Fake-claiming may increase the likelihood of self-injury or suicidality, but it also instills a sense of self-doubt.

Especially for newly recognized systems, this can be a devastating blow, leading to many self-destructive behaviors in an attempt to “prove” you’re not a system. Newly recognized systems or people questioning if they have the disorder may try to ignore signs of breakdown because they believe it’s all in their head. The negative self-stigma seems incredibly prevalent in the DID community and is made worse by the recent fake-claiming trend.

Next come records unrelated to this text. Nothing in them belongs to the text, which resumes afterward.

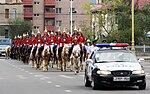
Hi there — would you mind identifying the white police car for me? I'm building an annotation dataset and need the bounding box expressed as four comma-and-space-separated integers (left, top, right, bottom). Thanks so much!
84, 43, 146, 90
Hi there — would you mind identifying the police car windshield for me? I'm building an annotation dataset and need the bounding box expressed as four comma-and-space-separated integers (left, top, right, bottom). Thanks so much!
95, 52, 137, 63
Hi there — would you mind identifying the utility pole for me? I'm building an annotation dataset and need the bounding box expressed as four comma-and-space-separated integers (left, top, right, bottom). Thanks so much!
131, 0, 135, 53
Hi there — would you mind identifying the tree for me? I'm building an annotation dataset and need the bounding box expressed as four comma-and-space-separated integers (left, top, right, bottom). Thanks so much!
9, 19, 32, 38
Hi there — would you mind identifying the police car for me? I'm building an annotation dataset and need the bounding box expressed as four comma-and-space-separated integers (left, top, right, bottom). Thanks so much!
84, 43, 146, 90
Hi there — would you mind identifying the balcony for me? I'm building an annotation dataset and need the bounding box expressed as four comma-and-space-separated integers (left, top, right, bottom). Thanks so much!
45, 26, 56, 31
45, 12, 55, 18
45, 0, 55, 6
24, 11, 33, 18
23, 0, 33, 6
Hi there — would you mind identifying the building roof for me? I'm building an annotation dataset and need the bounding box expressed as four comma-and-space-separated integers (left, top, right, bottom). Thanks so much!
90, 3, 111, 12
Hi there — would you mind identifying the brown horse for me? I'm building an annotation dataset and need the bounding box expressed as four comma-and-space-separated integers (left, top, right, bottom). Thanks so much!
71, 45, 81, 74
61, 45, 69, 71
5, 46, 11, 59
41, 45, 50, 71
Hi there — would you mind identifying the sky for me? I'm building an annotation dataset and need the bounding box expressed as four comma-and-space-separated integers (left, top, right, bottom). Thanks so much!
90, 0, 96, 4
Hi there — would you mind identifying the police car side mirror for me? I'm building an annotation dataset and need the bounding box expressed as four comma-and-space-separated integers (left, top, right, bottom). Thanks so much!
138, 58, 145, 63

You may think you’re not hurting anyone when you “expose” someone that is “obviously faking,” but you’re hurting DID systems as a whole. You’re contributing to an internet mob deadset on proving every DID system is faking. And you may be contributing to self-doubt and self-injurious actions in response to bullying.

No, you can’t tell if someone’s faking DID unless they come out and say they’re faking. And the minuscule number of malingering systems are not worth the damage caused to the millions of real systems by fake-claiming.

Let’s call out harmful community behavior without bullying someone for their existence.